Linear Model (PLS) Top Predictors:
Top 4 are process variables
7/10 are process variables
Process variables are more important, and they are closer to dominating the list than the SVM model.
print("SVM model important predictors:")
## [1] "SVM model important predictors:"
varImp(svmModelChem)
## loess r-squared variable importance
##
## only 20 most important variables shown (out of 56)
##
## Overall
## ManufacturingProcess32 100.00
## ManufacturingProcess13 93.63
## ManufacturingProcess09 82.69
## BiologicalMaterial06 81.95
## ManufacturingProcess17 77.98
## BiologicalMaterial03 76.79
## ManufacturingProcess36 74.03
## BiologicalMaterial12 72.56
## ManufacturingProcess31 64.06
## BiologicalMaterial02 63.29
## ManufacturingProcess06 55.97
## ManufacturingProcess11 52.96
## ManufacturingProcess33 49.85
## ManufacturingProcess12 42.18
## BiologicalMaterial11 41.00
## ManufacturingProcess02 39.55
## ManufacturingProcess18 39.55
## ManufacturingProcess29 39.22
## BiologicalMaterial04 38.96
## BiologicalMaterial01 38.29
print("Linear model important predictors:")
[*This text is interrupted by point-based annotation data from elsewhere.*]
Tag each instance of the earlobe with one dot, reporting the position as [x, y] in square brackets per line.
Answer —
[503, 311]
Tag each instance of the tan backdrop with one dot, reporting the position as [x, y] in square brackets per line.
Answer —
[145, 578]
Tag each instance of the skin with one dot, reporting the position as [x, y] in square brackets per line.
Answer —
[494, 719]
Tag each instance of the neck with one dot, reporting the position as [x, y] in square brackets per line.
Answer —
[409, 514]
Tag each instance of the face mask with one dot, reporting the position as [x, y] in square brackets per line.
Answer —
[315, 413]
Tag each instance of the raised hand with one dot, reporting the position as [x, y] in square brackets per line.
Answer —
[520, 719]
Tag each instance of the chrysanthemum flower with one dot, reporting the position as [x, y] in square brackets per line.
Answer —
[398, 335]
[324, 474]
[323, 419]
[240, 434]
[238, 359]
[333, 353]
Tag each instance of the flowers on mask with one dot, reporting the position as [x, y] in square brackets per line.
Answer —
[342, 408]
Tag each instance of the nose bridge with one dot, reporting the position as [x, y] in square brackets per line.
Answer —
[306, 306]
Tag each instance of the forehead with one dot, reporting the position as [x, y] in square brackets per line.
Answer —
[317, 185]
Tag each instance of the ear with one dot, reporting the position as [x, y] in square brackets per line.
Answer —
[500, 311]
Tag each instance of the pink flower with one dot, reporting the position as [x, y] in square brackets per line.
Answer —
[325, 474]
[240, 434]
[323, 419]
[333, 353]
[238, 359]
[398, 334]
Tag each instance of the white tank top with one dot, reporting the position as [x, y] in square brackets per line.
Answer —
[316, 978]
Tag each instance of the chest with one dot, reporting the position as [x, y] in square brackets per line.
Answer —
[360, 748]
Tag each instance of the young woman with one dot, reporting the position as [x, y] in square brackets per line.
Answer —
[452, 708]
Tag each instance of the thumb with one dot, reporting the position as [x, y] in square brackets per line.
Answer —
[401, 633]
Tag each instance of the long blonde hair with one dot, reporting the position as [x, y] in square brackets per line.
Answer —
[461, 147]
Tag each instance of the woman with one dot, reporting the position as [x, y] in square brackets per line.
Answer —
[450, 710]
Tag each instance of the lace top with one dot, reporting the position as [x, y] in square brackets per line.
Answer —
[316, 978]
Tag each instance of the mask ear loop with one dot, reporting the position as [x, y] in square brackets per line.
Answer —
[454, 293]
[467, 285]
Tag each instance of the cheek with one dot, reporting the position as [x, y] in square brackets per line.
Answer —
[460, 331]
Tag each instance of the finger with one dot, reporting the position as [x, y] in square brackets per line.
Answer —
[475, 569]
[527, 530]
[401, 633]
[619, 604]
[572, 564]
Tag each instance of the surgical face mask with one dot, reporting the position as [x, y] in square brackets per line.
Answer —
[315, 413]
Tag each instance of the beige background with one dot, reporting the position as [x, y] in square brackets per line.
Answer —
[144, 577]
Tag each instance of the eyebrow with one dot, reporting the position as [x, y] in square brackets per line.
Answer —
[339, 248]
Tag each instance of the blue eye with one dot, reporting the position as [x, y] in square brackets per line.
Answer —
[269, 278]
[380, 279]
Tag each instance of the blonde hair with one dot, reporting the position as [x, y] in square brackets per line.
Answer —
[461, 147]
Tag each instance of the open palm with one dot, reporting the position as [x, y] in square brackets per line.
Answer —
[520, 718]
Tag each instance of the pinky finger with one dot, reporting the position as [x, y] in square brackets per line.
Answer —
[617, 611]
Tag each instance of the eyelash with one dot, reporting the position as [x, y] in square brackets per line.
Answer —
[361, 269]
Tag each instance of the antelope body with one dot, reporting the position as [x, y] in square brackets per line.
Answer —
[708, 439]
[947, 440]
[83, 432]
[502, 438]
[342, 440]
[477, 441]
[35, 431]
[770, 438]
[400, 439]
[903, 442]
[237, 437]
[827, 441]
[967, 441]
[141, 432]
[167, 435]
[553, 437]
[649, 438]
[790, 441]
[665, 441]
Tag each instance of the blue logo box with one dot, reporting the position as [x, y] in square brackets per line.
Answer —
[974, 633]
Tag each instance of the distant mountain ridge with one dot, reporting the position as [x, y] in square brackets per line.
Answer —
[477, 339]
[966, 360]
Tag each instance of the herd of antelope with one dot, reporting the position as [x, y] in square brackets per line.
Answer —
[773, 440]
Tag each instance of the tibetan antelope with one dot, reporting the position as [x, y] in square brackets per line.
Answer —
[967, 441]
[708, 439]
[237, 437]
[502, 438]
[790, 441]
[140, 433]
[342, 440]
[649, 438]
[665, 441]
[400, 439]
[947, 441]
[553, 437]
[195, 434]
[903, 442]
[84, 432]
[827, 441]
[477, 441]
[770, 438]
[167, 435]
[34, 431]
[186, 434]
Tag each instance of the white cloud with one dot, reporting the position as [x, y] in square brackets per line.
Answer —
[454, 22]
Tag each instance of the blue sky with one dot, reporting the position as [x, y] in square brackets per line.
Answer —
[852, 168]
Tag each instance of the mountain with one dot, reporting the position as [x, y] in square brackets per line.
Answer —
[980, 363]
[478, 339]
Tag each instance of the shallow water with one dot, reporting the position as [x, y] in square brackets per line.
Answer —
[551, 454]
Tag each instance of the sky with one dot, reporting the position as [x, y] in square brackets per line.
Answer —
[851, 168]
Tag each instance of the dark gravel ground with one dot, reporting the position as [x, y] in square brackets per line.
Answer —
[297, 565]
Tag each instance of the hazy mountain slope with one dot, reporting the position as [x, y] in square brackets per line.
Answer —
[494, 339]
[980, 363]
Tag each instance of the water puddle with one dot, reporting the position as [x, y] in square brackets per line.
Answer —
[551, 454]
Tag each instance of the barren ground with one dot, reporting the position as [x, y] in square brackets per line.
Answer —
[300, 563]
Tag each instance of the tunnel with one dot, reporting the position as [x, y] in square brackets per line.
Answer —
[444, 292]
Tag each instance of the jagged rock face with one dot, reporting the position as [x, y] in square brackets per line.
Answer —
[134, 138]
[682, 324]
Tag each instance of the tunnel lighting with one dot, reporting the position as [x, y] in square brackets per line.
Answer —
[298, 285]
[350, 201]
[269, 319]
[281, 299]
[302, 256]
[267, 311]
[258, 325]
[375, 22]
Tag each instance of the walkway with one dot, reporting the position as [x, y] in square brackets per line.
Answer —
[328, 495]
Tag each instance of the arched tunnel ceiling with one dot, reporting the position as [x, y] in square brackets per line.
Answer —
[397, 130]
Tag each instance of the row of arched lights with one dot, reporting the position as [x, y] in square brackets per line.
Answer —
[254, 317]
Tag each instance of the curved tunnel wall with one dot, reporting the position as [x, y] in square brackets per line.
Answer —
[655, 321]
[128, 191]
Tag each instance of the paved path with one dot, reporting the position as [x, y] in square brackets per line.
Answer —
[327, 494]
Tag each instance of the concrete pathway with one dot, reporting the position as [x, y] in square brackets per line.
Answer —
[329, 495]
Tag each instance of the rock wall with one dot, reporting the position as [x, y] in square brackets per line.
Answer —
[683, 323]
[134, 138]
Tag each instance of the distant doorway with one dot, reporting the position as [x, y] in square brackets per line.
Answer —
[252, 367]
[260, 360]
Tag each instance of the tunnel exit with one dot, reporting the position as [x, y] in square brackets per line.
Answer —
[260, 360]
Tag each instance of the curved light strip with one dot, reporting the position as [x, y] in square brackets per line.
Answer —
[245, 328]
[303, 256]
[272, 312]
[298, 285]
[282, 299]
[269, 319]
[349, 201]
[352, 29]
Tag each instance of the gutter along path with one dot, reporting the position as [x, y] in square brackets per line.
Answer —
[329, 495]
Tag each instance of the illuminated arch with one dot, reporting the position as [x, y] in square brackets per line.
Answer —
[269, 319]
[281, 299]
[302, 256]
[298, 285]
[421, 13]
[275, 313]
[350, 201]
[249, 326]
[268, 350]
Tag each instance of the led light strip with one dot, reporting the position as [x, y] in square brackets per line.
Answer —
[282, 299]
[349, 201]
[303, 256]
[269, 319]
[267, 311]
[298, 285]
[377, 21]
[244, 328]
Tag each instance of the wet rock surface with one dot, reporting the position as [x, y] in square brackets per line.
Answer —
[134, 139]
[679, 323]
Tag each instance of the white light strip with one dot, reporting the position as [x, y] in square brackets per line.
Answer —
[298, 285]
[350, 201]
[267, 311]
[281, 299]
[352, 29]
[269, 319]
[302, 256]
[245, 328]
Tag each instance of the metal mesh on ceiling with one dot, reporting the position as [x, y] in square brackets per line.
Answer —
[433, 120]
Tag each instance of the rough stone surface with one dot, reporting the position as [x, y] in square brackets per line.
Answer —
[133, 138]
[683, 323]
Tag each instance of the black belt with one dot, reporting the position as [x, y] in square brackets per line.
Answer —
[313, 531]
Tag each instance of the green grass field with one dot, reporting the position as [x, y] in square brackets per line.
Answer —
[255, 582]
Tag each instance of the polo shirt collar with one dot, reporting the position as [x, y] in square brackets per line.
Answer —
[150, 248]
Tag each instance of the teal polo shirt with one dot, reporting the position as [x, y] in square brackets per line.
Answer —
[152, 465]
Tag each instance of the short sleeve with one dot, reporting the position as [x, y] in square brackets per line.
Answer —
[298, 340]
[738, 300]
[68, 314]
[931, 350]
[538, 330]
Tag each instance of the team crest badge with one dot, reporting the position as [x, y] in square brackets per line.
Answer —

## [1] "Linear model important predictors:"
varImp(plsModelChem)
##
## Attaching package: 'pls'
## The following object is masked from 'package:caret':
##
## R2
## The following object is masked from 'package:stats':
##
## loadings
## pls variable importance
##
## only 20 most important variables shown (out of 56)
##
## Overall
## ManufacturingProcess32 100.00
## ManufacturingProcess09 89.64
## ManufacturingProcess36 85.99
## ManufacturingProcess13 83.96
## BiologicalMaterial02 75.58
## BiologicalMaterial06 75.41
## BiologicalMaterial03 74.40
## ManufacturingProcess17 71.80
## ManufacturingProcess33 70.50
## ManufacturingProcess12 64.83
## ManufacturingProcess06 63.69
## ManufacturingProcess11 61.52
## BiologicalMaterial01 58.13
## BiologicalMaterial12 57.39
## BiologicalMaterial08 57.36
## BiologicalMaterial04 54.07
## BiologicalMaterial11 51.69
## ManufacturingProcess20 39.99
## ManufacturingProcess04 37.17
## ManufacturingProcess30 37.00
# Get the most important predictors with varImp
svm_importance <- varImp(svmModelChem, scale = FALSE)$importance |>
arrange(-Overall)
# Get the top 10 important predictors
top10 <- head(svm_importance, 10)
# Loop through top 10 predictors and create scatter plots
top10_predictors <- rownames(top10)
for (predictor in top10_predictors) {
p <- ggplot(filtered_chem, aes(x = .data[[predictor]], y = Yield)) +
geom_point() +
geom_smooth(method = "lm", se = FALSE, color = "salmon") + # Add a linear regression line
labs(x = predictor, y = "Yield", title = paste("Relationship between", predictor, "and Yield")) +
theme_minimal()
print(p)
}
## `geom_smooth()` using formula = 'y ~ x'
## `geom_smooth()` using formula = 'y ~ x'
## `geom_smooth()` using formula = 'y ~ x'
## `geom_smooth()` using formula = 'y ~ x'
## `geom_smooth()` using formula = 'y ~ x'
## `geom_smooth()` using formula = 'y ~ x'
## `geom_smooth()` using formula = 'y ~ x'
## `geom_smooth()` using formula = 'y ~ x'
## `geom_smooth()` using formula = 'y ~ x'
## `geom_smooth()` using formula = 'y ~ x'
Positive relationships:
ManufacturingProcess32 - Stronger
ManufacturingProcess09 - Stronger
BiologicalMaterial06 - Weaker
BiologicalMaterial03 - Weaker
BiologicalMaterial12 - Weaker
BiologicalMaterial02 - Weaker
Negative relationships:
ManufacturingProcess13 - Stronger
ManufacturingProcess17 - Stronger
ManufacturingProcess36 - Stronger
ManufacturingProcess31** - Weaker, data does not have a solid linear trend
There are 4 groups: strong postive, strong negative, weak postive, weak negative. Within these groups, the stronger relationships will be most helpful in improving yield in future runs of the manufacturing process.
ManufacturingProcess32 and ManufacturingProcess09 have strong postive relationships with Yeild. This means increased numerical values for those processes correlate with higher yeild. This is good information as increasing their values within an efficient range could result in higher yields.
ManufacturingProcess13, ManufacturingProcess17 and ManufacturingProcess36 have strong negative relationships with Yeild. This means increased numerical values for those processes correlate with lower yeild. This is good information as more regulation to these processes to decrease their values could result in higher yields.